# New mice from Amie and Jennifer!



## GibblyGiblets (Oct 2, 2011)

I did a trade with Amie Key and Jennifer Collmar yesterday afternoon, I'm not sure they are on here, but I'm sure someone knows them lol.

They Got some hairless from me and they got some Variegated. I'm just happy that my lines are getting spread around.

Now on to what I got =D

Be forewarned, some of these pictures such lol, my camera hated me yesterday.

I got these from Amie

A merle pair.

The male is an extreme black merle
This picture does him no justice at all of how awesome he is.









His name is General Iroh and he's a big squish.

His future mate, is a pied merle, she is absolutely gorgeous 

















I Also got two female manx mice, which I've been wanting for a very long time.

























One is Pink-eyed white the other is a blue tan.
The Blue tans name is Hamtara (kudos and a free interwebs if you can guess where the base of her name comes from)

I also got a trio of tricolors.

The male








He is poorly marked, but I can incorporate him into my own lines.

The females


























Believe it or not, they're only 4 weeks old! they're huge already, compared to my mice, anyway.

Then I got a blue pied female, she's marked like a berkshire rat, with white paws, tail tip and white on her chest and belly.
She is only about 5/6 weeks old I think, huge!









Her name is Berk lol.

I got these from Jennifer!

I got this little girl, I've always wanted an extreme black.
she's only just weaned off her mom, at 4 weeks old.








She'll have a super long tail when she's grown, it's already really long though!.

And I got this girl, she's a long haired tricolor.

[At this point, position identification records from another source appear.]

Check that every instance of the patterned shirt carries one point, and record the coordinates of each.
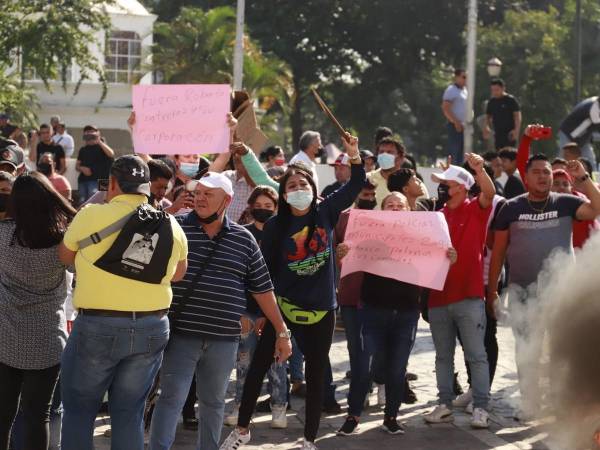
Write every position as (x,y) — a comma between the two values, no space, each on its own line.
(217,300)
(33,328)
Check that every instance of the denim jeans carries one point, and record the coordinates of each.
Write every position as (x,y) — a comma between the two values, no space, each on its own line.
(277,374)
(114,354)
(468,318)
(391,334)
(455,145)
(212,360)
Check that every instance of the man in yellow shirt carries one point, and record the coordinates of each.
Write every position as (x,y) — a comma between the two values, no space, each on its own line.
(122,328)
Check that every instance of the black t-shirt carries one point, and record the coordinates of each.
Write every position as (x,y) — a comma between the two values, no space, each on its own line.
(502,111)
(55,149)
(93,156)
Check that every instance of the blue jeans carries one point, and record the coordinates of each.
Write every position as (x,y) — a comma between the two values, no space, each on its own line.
(468,318)
(277,374)
(391,334)
(455,145)
(114,354)
(212,360)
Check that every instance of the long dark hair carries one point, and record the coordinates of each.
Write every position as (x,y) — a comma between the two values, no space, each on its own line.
(40,213)
(284,214)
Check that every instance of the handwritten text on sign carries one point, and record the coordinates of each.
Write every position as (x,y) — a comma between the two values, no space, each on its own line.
(181,118)
(405,246)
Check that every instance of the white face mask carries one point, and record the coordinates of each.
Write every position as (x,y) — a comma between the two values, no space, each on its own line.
(300,200)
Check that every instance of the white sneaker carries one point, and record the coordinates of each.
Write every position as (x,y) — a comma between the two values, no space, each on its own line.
(441,414)
(381,394)
(235,440)
(463,400)
(480,418)
(307,445)
(231,419)
(278,416)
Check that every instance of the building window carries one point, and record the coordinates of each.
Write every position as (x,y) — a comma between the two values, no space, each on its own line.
(123,57)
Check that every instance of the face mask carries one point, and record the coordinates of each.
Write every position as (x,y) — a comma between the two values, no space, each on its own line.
(4,201)
(366,204)
(188,169)
(300,200)
(262,215)
(386,161)
(44,168)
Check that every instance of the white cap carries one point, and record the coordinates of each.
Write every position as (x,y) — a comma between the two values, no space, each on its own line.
(212,180)
(455,173)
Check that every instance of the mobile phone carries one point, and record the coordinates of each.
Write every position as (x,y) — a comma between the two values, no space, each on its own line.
(103,184)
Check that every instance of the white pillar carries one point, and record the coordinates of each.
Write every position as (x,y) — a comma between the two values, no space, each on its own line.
(238,52)
(471,59)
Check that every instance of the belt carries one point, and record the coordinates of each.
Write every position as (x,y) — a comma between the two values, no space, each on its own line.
(128,314)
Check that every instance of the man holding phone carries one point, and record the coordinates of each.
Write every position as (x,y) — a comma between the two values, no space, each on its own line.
(93,162)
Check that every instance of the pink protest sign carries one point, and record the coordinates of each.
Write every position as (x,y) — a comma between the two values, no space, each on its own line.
(405,246)
(181,119)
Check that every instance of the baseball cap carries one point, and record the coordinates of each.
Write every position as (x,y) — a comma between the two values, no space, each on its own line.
(212,180)
(342,160)
(132,174)
(455,173)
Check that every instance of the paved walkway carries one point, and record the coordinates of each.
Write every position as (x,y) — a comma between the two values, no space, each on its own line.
(504,433)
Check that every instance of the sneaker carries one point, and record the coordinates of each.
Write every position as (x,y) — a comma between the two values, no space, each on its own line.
(391,426)
(278,417)
(235,440)
(307,445)
(349,427)
(231,419)
(441,414)
(462,401)
(381,394)
(480,418)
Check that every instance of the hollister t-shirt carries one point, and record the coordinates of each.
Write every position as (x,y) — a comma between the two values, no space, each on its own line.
(536,229)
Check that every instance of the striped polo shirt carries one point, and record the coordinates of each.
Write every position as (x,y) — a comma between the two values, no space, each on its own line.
(214,306)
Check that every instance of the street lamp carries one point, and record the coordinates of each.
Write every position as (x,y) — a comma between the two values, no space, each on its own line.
(494,67)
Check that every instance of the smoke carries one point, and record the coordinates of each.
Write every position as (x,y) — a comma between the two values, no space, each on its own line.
(557,335)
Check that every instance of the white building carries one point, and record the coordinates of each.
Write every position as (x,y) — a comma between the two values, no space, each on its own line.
(128,51)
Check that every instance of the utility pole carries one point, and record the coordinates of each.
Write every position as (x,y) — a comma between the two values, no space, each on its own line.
(471,59)
(238,52)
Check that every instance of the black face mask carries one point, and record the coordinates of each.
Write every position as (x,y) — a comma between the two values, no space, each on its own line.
(262,215)
(44,168)
(366,204)
(4,201)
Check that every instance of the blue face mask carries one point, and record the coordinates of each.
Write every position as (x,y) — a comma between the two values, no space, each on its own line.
(386,161)
(300,200)
(188,169)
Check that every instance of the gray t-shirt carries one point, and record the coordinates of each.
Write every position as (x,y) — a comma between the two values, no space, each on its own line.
(534,234)
(458,100)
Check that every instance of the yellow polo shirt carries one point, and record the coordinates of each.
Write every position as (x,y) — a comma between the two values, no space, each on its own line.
(98,289)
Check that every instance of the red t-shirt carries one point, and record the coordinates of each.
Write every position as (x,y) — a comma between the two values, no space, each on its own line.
(468,231)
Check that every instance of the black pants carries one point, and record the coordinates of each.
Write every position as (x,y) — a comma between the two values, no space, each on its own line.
(33,389)
(314,342)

She'll help me get started on my long-haired tricolor project, since I recently got a surprise long haired tricolor male in a litter lol.


----------



## SarahC (Oct 3, 2008)

love them all.


----------



## mich (Sep 28, 2013)

Very nice. Love to own one, or two, or three!☆☆  :lol: :roll:


----------



## Meecer (May 25, 2014)

Very cute mice 

I have no idea on Hamtara, but I know Hamtoro the cute little hamster show


----------



## FranticFur (Apr 17, 2014)

They are all very lovely. I can't believe the length of that tail!


----------